While the bylaw will remove plastic checkout bags from local grocery stores, it would not prevent them from selling plastic utensils, a point made by Coun. Barbara Fallot, who like Coun. Garnett expressed concerns that the bylaw would have too many exemptions and not go far enough.
“A single-use plastics bylaw is only (making) a dent,” said Duncan in acknowledging concerns by her colleagues. “In terms of climate action, it is essentially a show. We do it because we can and it’s one thing that we can do and we do as much as is in our power. We can’t control what you can buy in the grocery store, but we can control other aspects of what they use and what retailers and restaurants use.”

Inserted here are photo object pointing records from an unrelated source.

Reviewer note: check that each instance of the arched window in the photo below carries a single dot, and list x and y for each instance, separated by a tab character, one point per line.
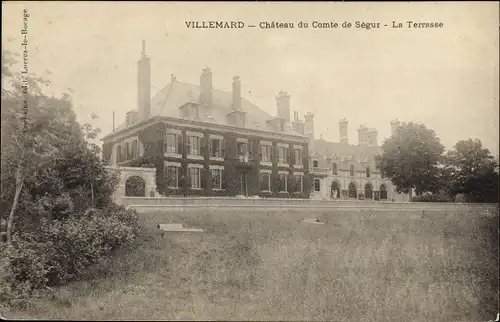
335	190
368	191
317	185
135	187
383	192
119	153
135	151
353	193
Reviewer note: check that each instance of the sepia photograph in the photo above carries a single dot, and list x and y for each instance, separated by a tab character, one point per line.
250	161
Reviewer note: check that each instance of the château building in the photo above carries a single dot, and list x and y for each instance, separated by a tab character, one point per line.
341	170
196	140
204	141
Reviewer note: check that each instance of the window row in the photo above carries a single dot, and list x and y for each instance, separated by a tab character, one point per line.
194	179
351	169
127	151
297	182
197	146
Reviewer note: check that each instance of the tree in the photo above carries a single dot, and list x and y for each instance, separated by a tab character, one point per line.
472	171
49	167
410	159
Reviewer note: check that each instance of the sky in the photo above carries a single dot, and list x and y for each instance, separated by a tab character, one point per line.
446	78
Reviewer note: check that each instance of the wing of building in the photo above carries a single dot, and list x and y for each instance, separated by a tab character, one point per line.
204	141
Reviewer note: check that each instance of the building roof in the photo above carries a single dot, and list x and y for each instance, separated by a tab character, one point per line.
176	94
342	152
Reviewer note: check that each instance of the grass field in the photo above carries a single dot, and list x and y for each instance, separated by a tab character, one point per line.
257	265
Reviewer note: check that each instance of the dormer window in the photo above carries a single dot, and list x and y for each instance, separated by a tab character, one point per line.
189	111
334	168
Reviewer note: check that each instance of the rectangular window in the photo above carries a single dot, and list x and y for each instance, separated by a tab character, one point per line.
119	153
171	144
298	157
299	183
265	182
282	153
283	183
266	153
194	145
216	179
172	177
194	174
215	148
241	148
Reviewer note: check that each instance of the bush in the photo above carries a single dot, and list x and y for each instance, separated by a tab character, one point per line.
62	251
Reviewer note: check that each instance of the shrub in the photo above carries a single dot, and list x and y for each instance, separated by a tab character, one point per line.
61	251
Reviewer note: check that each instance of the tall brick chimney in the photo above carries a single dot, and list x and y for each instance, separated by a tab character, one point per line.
143	85
344	138
236	93
206	88
394	126
283	105
297	125
309	129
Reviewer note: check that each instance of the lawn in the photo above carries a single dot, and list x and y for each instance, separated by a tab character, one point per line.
266	265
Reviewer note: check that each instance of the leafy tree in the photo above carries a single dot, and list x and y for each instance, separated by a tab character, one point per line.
473	171
410	159
47	157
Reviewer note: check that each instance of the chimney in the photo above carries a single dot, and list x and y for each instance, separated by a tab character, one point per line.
283	104
394	126
297	125
131	117
373	137
236	93
309	129
363	135
343	131
206	88
143	85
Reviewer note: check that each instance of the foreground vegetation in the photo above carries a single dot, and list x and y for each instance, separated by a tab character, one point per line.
57	216
360	265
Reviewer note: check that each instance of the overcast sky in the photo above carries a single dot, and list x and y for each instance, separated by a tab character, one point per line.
446	78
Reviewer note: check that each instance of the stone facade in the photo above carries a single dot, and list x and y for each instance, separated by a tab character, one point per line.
142	179
340	170
202	141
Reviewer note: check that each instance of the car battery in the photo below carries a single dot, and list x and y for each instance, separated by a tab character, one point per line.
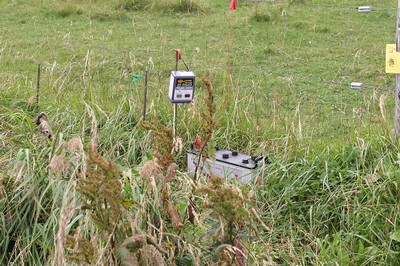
227	164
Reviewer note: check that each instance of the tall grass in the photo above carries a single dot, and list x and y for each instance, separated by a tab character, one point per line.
328	197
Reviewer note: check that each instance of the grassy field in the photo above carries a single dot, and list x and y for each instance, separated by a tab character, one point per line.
280	74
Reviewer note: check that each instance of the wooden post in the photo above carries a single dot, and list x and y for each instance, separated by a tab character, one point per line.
145	94
38	88
397	101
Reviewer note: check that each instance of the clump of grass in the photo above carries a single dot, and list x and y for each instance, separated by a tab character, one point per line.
163	143
186	6
135	5
67	9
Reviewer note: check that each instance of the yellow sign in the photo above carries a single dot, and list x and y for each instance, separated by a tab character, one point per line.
392	59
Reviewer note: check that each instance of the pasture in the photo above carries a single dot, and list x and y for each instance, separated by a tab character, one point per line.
280	74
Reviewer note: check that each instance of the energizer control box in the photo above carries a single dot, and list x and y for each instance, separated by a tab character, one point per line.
181	86
227	164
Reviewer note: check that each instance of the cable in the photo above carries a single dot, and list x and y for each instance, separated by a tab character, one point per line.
361	9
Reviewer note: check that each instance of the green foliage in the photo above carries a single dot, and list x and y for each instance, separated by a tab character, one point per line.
330	196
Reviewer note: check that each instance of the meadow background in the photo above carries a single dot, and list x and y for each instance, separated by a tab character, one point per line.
280	74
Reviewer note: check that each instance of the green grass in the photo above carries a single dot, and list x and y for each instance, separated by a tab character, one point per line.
330	195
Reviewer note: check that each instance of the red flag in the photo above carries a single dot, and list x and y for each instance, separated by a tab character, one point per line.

The municipality said in a press release that paper bags and reusable bags may be offered as an alternative to plastic bags for a minimum fee of 25 cents for paper bags and $2 for reusable bags consistent with fees in Saanich and Victoria. “Some exemptions would be included in the bylaw, including the provision of straws for people with accessibility needs,” it reads.
Sidney said the bylaw aims to reduce the creation of waste from single-use items and reduce plastic litter, which impacts sewers, streets, parks, beaches, and waterways in the municipality and beyond.
While staff said bylaw enforcement will first work toward voluntary compliance, the bylaw also includes a system of escalating fines.
The first offence comes with a fine of $130, the second would trigger a $260 fine with subsequent recurrences costing $360 and discounts if paid within 30 days.
Looking around the Saanich Peninsula, Britt Burnham, Central Saanich’s manager of community services, said the municipality is anticipating strategies from the provincial and federal governments currently under development. “Locally, many businesses have phased out single-use plastic,” she said.